„Altersvorsorge? Aktien!“

Samstag, 15.06.19 08:00

Interview mit Thomas Müller, Herausgeber boerse.de-Aktienbrief

boerse.de: Der boerse.de-Aktienbrief und damit Ihr Aktienbrief-Editorial ist bereits zum 450. Mal erschienen. Gibt es ein Thema, das Ihnen besonders am Herzen liegt?

Thomas Müller: Mein Aktienbrief-Editorial Nummer 450 ist ein schöner Anlass, einmal ganz grundsätzlich über Altersvorsorge nachzudenken. So spielt der Kapitalmarkt laut einer Untersuchung des Deutschen Aktieninstituts (DAI) hierzulande für die Altersvorsorge so gut wie keine Rolle. Denn 75% der „Standardrente“ macht die umlagenfinanzierte gesetzliche Rente aus, und nur 25% stammen aus der betrieblichen oder der privaten Vorsorge. Damit liegt Deutschland deutlich unter dem OECD-Durchschnitt von 39%, wobei in Australien und den Niederlanden sogar 70% der Renten aus angelegtem Kapital finanziert werden. Dementsprechend entfällt auf Investments zur Altersvorsorge in Deutschland gerade einmal 26% des BIP, was nicht einmal einem Drittel des OECD-Durchschnitts entspricht.
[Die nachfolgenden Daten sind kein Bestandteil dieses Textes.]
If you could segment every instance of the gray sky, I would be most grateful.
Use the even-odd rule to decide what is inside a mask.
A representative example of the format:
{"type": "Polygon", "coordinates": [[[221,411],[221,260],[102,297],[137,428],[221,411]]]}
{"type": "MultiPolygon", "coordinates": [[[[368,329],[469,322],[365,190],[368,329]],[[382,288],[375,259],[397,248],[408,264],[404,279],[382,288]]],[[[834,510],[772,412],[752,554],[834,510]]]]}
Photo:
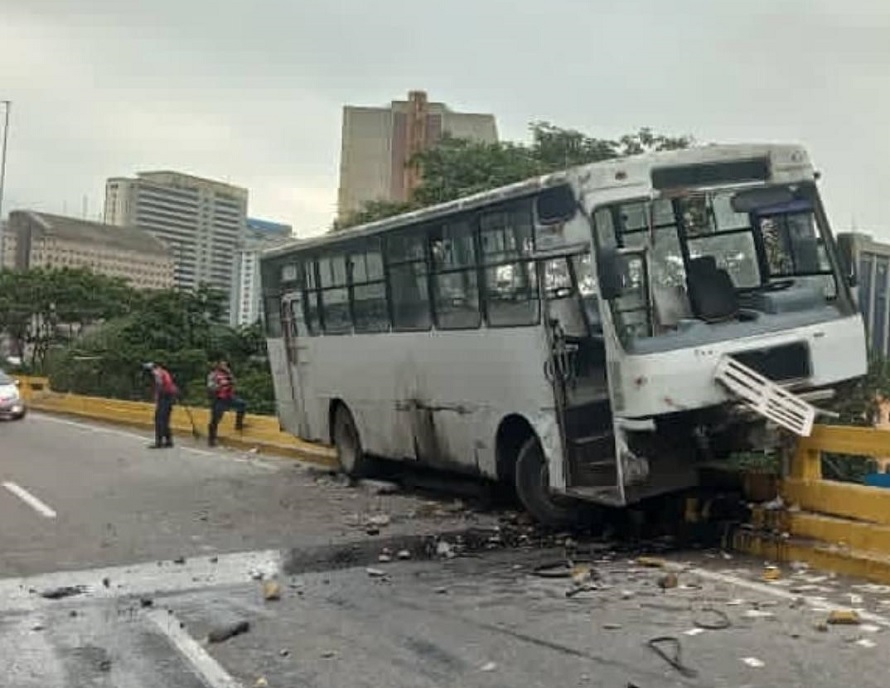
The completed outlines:
{"type": "Polygon", "coordinates": [[[890,0],[0,0],[5,210],[101,211],[175,169],[250,189],[309,236],[333,217],[344,103],[409,89],[491,112],[703,141],[791,140],[835,231],[890,239],[890,0]]]}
boerse.de: Hinkt der Aktienanteil bei der betrieblichen und privaten Altersvorsorge hierzulande im internationalen Vergleich ähnlich hinterher?

Thomas Müller: Das ist besonders verheerend. Die Altersvorsorgebeiträge werden nur zu einem Bruchteil in Aktien investiert. So kommen Pensionskassen bzw. -fonds (betriebliche Altersvorsorge) auf einen Aktienanteil von nur vier Prozent, und bei Lebensversicherungen/Riester-Renten sind es fünf Prozent. Von monatlich angesparten 100 Euro fließen also gerade mal 5 Euro an den Aktienmarkt! Pensionsfonds in den Niederlanden, der Schweiz und Kanada investieren dagegen mehr als ein Drittel der Einzahlungen in Aktien, in den USA und Australien sogar fast fünfzig Prozent.

boerse.de: Welche Bedeutung haben Aktien für die Altersvorsorge?

Thomas Müller: Das Deutsche Aktieninstitut DAI schreibt: „Wer auf Aktien verzichtet, verzichtet auf ein sicheres Auskommen im Alter.“ Zitiert wird dabei aus der schon bekannten Studie von Allianz Global Investors, die für den Zeitraum von 1900 bis 2014 eine Realrendite von 5,2% p.a. für ein weltweit diversifiziertes Aktienportfolio ausweist. Dazu passen die Untersuchungen von Union Investment, die für Sparpläne auf den MSCI World zwischen 1969 und 2015 eine durchschnittliche Rendite von 8,5% p.a. errechneten, und des BVI, nach der Aktienfonds unter Berücksichtigung von Ausgabeaufschlägen und laufenden Kosten (!) zwischen 1970 und 2015 eine Rendite von durchschnittlich 7,1% p.a. erreicht haben. Das DAI-Fazit ist klar: „Aktien sind ohne Alternative“.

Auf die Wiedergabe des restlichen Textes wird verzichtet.